LGBTQ fans have for years claimed the Boy Wonder as one of their own. Robin, however, has been canonically heterosexual in his 81-year history across comic book pages and onscreen, where he’s been paired with many a female love interest ― and, much to the dismay of many, never Batman.
But, in the new iteration of the character, Robin is crushing on old friend Bernard Dowd, who is captured by the story’s big bad while the two are reconnecting.
During a rescue attempt by Robin, Bernard ― completely unaware that his friend moonlights as a superhero ― confesses that the meetup was, in his eyes, a date, leading Robin to have “lightbulb moment” about his sexuality.
“Ever had a lightbulb moment? Like something out of the ether taunting and teasing you,” the character wonders in the comic. “Like you know you’re supposed to be on the same page as your brain but not everything made sense. People keep asking me what I want … But I couldn’t grasp it. Whatever it was, it always felt just out of reach. Until now.
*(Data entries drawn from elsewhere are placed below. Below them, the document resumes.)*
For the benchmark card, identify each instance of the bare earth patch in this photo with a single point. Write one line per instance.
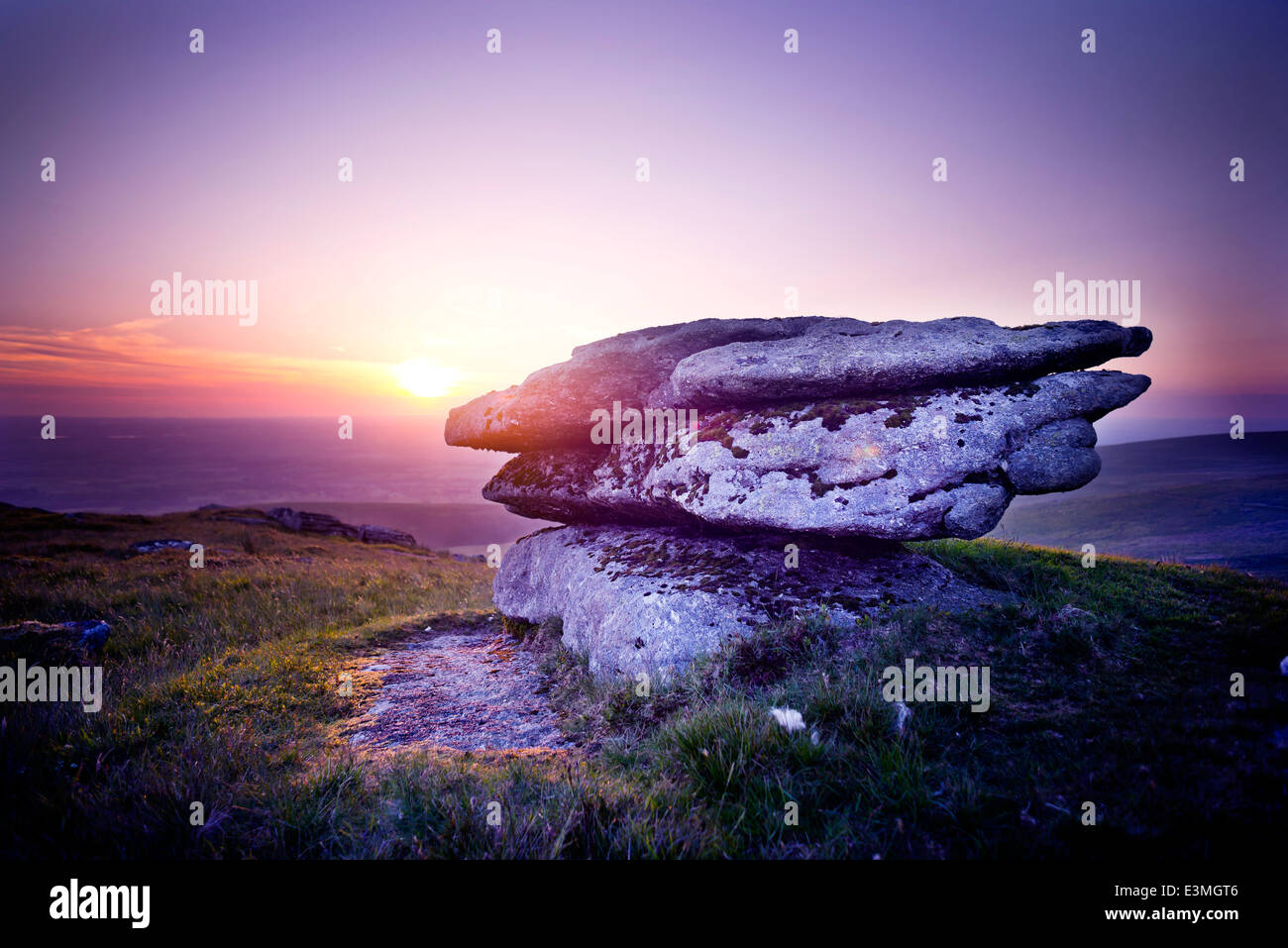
(460, 685)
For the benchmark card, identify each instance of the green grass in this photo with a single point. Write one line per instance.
(222, 689)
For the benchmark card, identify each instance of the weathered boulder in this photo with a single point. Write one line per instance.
(653, 597)
(897, 356)
(553, 406)
(51, 644)
(733, 363)
(910, 467)
(309, 522)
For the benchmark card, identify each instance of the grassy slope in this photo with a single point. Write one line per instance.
(222, 689)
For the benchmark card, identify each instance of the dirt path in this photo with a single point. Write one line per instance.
(464, 686)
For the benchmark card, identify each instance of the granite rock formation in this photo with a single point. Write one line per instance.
(778, 464)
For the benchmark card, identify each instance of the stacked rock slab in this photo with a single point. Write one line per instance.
(777, 463)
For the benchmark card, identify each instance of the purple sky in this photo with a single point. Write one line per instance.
(494, 219)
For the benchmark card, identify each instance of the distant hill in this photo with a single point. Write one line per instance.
(1205, 500)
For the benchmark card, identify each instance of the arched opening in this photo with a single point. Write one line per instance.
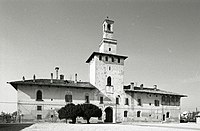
(109, 81)
(39, 95)
(109, 114)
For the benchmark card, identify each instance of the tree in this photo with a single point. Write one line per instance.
(68, 112)
(89, 110)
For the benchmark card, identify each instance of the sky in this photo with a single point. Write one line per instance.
(160, 38)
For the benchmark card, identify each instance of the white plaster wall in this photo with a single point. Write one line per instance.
(104, 48)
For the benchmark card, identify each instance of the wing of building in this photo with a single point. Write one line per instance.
(39, 99)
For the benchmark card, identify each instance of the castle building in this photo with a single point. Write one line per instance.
(39, 99)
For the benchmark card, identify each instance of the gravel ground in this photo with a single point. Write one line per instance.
(113, 127)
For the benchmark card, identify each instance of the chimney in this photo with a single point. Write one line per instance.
(75, 78)
(132, 86)
(61, 77)
(23, 78)
(51, 77)
(155, 87)
(141, 86)
(57, 68)
(34, 78)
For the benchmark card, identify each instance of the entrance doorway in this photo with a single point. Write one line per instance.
(163, 117)
(109, 114)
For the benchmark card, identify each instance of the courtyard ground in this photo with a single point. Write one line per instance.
(113, 127)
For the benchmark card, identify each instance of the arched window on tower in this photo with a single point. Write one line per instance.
(39, 95)
(109, 81)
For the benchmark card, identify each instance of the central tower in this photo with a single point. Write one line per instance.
(106, 66)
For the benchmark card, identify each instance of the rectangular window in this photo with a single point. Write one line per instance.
(117, 101)
(68, 98)
(156, 103)
(39, 108)
(106, 58)
(113, 59)
(138, 113)
(167, 115)
(125, 113)
(101, 100)
(118, 60)
(100, 57)
(87, 99)
(126, 101)
(39, 117)
(139, 102)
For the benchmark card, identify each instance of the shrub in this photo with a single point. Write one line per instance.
(90, 110)
(70, 111)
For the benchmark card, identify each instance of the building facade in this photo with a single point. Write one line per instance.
(39, 99)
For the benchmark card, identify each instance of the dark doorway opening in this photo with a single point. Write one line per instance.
(109, 114)
(163, 117)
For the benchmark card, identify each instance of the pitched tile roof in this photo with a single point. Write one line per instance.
(56, 82)
(150, 90)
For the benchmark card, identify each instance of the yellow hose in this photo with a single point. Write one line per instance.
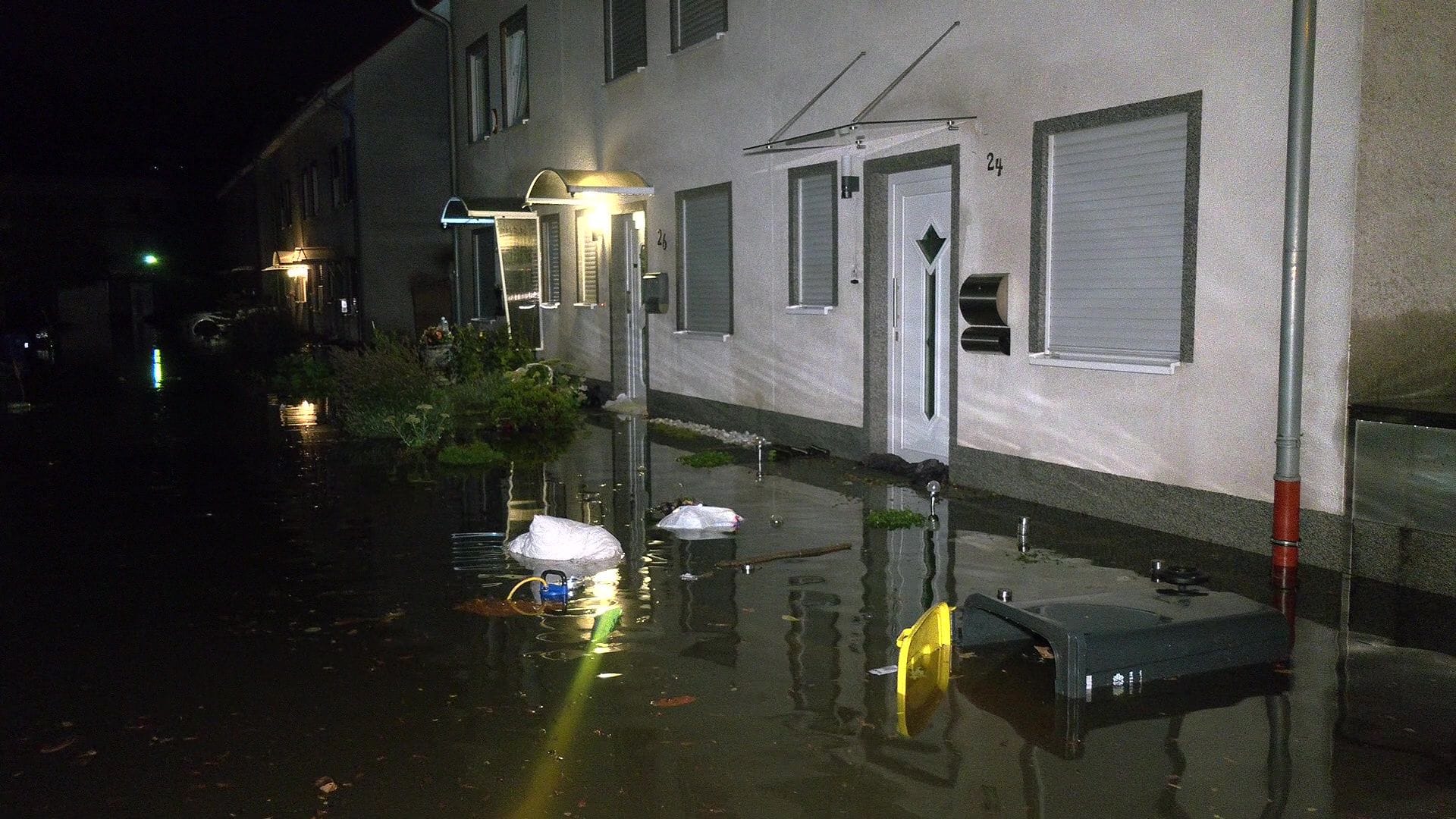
(511, 594)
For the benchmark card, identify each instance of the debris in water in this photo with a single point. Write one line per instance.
(783, 556)
(61, 745)
(491, 607)
(674, 701)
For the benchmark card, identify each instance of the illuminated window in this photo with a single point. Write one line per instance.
(705, 260)
(695, 20)
(310, 190)
(813, 232)
(516, 99)
(625, 27)
(551, 257)
(588, 257)
(478, 83)
(286, 205)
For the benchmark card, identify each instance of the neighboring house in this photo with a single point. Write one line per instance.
(340, 203)
(1072, 295)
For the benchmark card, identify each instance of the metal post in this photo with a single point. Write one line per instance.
(1285, 564)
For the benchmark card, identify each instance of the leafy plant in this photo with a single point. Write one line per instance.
(707, 460)
(386, 375)
(421, 428)
(473, 453)
(896, 519)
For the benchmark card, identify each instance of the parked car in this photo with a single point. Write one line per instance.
(27, 337)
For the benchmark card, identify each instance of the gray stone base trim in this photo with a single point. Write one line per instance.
(1193, 513)
(780, 428)
(1404, 557)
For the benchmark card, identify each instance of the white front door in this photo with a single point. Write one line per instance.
(921, 237)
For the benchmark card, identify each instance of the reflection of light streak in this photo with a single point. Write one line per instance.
(548, 768)
(302, 414)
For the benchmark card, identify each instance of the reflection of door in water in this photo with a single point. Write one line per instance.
(921, 234)
(628, 315)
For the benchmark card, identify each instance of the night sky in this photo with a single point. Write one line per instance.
(162, 86)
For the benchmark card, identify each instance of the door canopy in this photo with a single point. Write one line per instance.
(582, 187)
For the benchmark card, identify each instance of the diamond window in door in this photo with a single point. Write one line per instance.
(930, 243)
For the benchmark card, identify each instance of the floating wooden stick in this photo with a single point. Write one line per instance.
(783, 556)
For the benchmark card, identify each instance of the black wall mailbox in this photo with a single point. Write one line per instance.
(983, 305)
(654, 292)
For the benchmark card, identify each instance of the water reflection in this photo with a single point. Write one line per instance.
(733, 692)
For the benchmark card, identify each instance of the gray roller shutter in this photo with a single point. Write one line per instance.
(813, 261)
(626, 37)
(1116, 240)
(695, 20)
(551, 257)
(705, 260)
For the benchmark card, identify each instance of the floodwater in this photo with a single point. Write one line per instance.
(215, 605)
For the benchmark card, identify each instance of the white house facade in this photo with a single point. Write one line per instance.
(1050, 254)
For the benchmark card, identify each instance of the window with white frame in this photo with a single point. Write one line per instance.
(516, 99)
(588, 259)
(310, 190)
(695, 20)
(625, 36)
(284, 205)
(478, 88)
(551, 259)
(1114, 235)
(813, 237)
(705, 260)
(337, 175)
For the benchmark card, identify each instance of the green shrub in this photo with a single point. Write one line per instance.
(473, 453)
(302, 375)
(262, 334)
(707, 460)
(896, 519)
(419, 428)
(388, 373)
(476, 353)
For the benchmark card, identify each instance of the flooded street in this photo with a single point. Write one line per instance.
(216, 607)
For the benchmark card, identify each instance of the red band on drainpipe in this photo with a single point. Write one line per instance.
(1286, 512)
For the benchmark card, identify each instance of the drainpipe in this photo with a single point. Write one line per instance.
(455, 162)
(1285, 566)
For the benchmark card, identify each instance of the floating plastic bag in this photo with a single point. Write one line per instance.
(563, 539)
(702, 519)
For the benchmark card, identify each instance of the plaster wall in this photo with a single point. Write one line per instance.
(1402, 341)
(683, 121)
(403, 172)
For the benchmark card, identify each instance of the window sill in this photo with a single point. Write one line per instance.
(1123, 366)
(702, 334)
(699, 44)
(632, 74)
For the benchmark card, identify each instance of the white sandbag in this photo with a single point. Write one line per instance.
(563, 539)
(702, 518)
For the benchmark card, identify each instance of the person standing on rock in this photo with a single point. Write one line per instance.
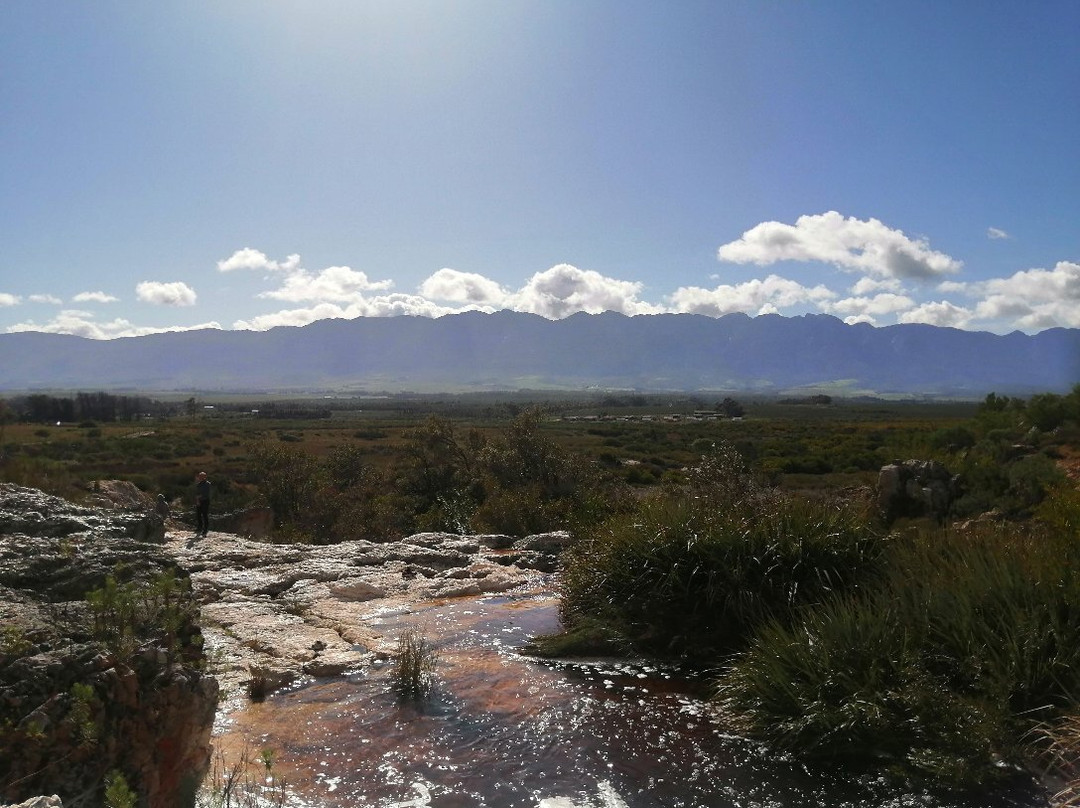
(202, 505)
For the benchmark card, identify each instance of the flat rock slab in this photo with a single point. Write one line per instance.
(274, 613)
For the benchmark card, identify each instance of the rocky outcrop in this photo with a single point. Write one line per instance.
(275, 613)
(915, 488)
(86, 689)
(73, 709)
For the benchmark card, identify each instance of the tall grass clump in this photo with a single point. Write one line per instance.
(415, 663)
(970, 643)
(696, 571)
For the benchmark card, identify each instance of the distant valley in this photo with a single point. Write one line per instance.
(512, 351)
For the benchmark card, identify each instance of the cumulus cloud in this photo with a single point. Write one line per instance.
(867, 285)
(394, 305)
(756, 296)
(333, 284)
(847, 243)
(887, 303)
(564, 290)
(248, 258)
(1034, 298)
(464, 287)
(175, 293)
(856, 319)
(942, 313)
(94, 297)
(82, 324)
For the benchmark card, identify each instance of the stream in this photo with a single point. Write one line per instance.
(503, 730)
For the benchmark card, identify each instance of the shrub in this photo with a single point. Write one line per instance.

Until right now.”
After Bernard is out of danger, Drake musters up the courage to speak openly with his friend, who asks him on a real date.
“Yeah … Yeah, I think I want that,” Drake answers with a smile.
Their story will continue in the next issue, but fans are already championing the new direction for the character, and GLAAD praised the comic for representing an underserved community.
“The quantity, quality, and diversity of LGBTQ characters and stories in comics have been growing exponentially in the past few years,” the media watchdog group wrote in a statement. “We love seeing today’s news about Robin, especially when visibility of bi men in media remains low.”
The comic book’s writer Meghan Fitzmartin said that Robin’s sexuality will continue to evolve over the next installment, and they aren’t putting a label on him just yet.
“I wanted to pay tribute to the fact that sexuality is a journey,” Fitzmartin told Polygon. “To be clear, his feelings for Stephanie have been/are 100 percent real, as are his feelings for Bernard. However, Tim is still figuring himself out. I don’t think he has the language for it all … yet.”
Fitzmartin thanked fans over social media for their support, tweeting that her “goal in writing has been and will always be to show just how much God loves you.”
Alongside some early sketches from the issue, artist Belén Ortega added her own tweet: “It’s overwhelming all the comments and love I’m receiving from you guys, thanks for your support on my very first series with” DC Comics.
Since the character’s inception, readers have long wondered about his sexuality.
Psychiatrist Dr. Fredric Wertham famously blasted the comics for the perceived homosexual subtext surrounding Robin’s close relationship to Batman. In a 1954 book “Seduction of the Innocent,” Wertham argued that comic books contributed to the moral decay of the nation’s youth, and declared the duo “a wish-dream of two homosexuals living together.” He also took issue with how fastidiously Wayne Manor was decorated, according to Slate.
Robin is the latest character to join a growing stable of LGBTQ superheroes. Months ago, Marvel announced that Aaron Fischer, a gay teenager, will take on the mantle of Captain America. Loki, meanwhile, was finally confirmed as bisexual in the Disney+ series, making him the first queer lead character in the film studio’s history.